Apr 26, New York: Sri Lanka rejected the inference made by certain organizations and reports that the presence of military contributed to the insecurity of women and girls in the former conflict-affected areas.
Speaking at the United Nations Security Council debate on Conflict-Related sexual Violence Friday (April 25), the Deputy Permanent Representative to the UN in New York, Ambassador Shavendra Silva said that certain organizations are involved in propagating false reports of sexual violence against the Sri Lankan military.
The UN Secretary General Ban Ki-moon in his annual report on the issue submitted to the UN Security Council Thursday noted continued vulnerability of women and children in areas formerly affected by conflict, partly due to the continued militarization in those areas.
The UN Chief citing the UN resolution A/HRC/25/33 said during 2013, women and girls, especially in female-headed households, continued to be vulnerable to sexual harassment and abuse, including at the hands of military personnel.
Giving details the envoy explained that during the conflict period from January 2007 to May 2009, seven Security Forces personnel had been reported as having been involved in five incidents of sexual violence in the Northern Province and in the post-conflict period up until May 2012, 10 Security Forces personnel had been reported as having been involved in six incidents.
The involvement of those personnel as a percentage of the total population accused stood at 5.6 percent in the conflict period and 3.3 percent in the post-conflict period.
The Secretary General however has noted in his report that the Sri Lankan government has reported that the military has taken strict action in such cases.
In a majority of the cases, the perpetrators had been close relatives or neighbors of the victims, Ambassador Silva noted.
He explained that accusations, often with disturbing details have been made for example, in a recent report by human rights lawyer Yasmin Sooka, without providing sufficient details such as a time and place and the identification of victims, to enable investigations and prosecutions.
He said the accusations are then repeated in other publications of different organizations, thereby contributing to forming an opinion which is propagated without evidence.
According to Ambassador Silva, none of these allegations have been substantiated by verifiable data in any of these documents.

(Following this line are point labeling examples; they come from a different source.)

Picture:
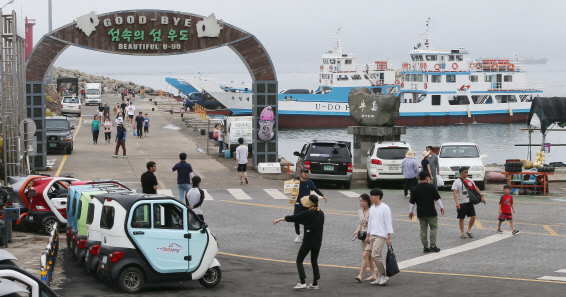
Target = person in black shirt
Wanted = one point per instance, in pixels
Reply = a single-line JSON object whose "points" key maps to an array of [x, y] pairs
{"points": [[313, 221], [424, 195], [139, 124], [148, 179]]}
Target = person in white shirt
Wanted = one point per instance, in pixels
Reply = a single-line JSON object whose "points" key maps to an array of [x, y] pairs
{"points": [[242, 159], [379, 230]]}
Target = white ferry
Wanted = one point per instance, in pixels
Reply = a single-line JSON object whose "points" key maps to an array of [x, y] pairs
{"points": [[448, 87], [327, 107]]}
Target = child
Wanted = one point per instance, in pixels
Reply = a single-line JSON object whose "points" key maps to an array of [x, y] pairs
{"points": [[146, 125], [505, 208]]}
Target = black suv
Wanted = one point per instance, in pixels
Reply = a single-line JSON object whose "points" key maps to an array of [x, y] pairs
{"points": [[58, 133], [327, 161]]}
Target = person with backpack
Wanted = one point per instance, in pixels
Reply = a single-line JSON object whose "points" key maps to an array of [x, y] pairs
{"points": [[464, 207]]}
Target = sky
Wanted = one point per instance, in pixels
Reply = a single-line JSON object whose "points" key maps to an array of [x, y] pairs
{"points": [[299, 31]]}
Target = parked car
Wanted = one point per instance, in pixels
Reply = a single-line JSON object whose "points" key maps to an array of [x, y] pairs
{"points": [[384, 161], [58, 132], [327, 161], [454, 155], [71, 104], [150, 238]]}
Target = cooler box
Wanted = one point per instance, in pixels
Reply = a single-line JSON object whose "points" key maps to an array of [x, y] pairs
{"points": [[269, 168]]}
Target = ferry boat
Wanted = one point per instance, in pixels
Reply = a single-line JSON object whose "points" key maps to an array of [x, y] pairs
{"points": [[449, 87], [327, 107]]}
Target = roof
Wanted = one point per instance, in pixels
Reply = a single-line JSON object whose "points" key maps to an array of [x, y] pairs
{"points": [[549, 110]]}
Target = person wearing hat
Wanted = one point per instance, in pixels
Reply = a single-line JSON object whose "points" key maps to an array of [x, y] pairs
{"points": [[313, 220], [410, 169], [305, 187], [120, 139]]}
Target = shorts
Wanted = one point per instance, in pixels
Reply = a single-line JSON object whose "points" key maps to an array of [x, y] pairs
{"points": [[506, 216], [466, 209]]}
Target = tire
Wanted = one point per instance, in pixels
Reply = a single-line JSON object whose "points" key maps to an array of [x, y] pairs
{"points": [[211, 278], [131, 280], [481, 185], [48, 224]]}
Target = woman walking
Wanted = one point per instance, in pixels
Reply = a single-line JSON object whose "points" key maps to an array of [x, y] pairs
{"points": [[313, 221], [107, 129], [95, 129], [363, 215]]}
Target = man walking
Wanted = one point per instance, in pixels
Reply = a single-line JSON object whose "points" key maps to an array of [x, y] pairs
{"points": [[184, 175], [305, 187], [242, 159], [424, 195], [380, 228], [460, 187], [120, 139], [148, 179], [434, 167]]}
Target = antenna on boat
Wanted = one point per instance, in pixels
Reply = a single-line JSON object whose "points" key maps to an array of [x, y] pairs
{"points": [[428, 35]]}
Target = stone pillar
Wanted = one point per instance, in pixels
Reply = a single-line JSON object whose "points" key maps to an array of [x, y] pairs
{"points": [[365, 137]]}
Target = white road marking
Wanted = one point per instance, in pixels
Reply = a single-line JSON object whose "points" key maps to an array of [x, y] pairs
{"points": [[350, 194], [455, 250], [206, 195], [276, 194], [239, 194]]}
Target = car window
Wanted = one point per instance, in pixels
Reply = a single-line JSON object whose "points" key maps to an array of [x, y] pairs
{"points": [[329, 150], [168, 216], [459, 151], [141, 217], [107, 217], [391, 153]]}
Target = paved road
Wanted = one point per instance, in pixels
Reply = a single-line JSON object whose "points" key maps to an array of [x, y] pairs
{"points": [[257, 258]]}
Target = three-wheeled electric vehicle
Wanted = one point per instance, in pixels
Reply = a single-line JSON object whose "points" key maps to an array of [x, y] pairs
{"points": [[149, 238]]}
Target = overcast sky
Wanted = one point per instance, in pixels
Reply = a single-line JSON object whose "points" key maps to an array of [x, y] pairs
{"points": [[298, 31]]}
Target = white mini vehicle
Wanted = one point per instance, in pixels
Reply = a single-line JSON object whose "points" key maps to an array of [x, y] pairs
{"points": [[150, 238]]}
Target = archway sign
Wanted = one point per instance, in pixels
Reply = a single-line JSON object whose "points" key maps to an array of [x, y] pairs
{"points": [[158, 33]]}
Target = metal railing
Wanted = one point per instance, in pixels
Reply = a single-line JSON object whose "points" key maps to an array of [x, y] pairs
{"points": [[49, 256]]}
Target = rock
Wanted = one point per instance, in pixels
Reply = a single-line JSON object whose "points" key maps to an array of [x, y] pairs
{"points": [[373, 110]]}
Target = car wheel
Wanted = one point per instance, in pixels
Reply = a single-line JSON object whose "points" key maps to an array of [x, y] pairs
{"points": [[48, 225], [131, 280], [211, 278]]}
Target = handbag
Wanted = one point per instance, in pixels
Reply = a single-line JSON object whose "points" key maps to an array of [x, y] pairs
{"points": [[391, 267]]}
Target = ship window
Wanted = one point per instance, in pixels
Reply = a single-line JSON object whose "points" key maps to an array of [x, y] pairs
{"points": [[458, 100], [451, 78], [435, 100], [431, 57]]}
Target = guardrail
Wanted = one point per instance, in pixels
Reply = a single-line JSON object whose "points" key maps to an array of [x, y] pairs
{"points": [[49, 256]]}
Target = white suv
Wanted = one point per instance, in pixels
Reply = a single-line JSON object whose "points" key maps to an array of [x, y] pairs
{"points": [[454, 155], [384, 161]]}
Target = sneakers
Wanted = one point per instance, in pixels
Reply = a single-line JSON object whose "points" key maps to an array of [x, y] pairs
{"points": [[300, 286], [383, 280], [311, 287]]}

"Significantly, no credible evidence has been directly brought to the attention of Government authorities by any of these parties. The Government has not been provided the evidence which is claimed to be in the possession of the authors of these reports in order to investigate and respond," he added.
Therefore, he rejected the inferences made by certain organizations and reports that the presence of military contributed to the insecurity of women and girls in the former conflict-affected areas.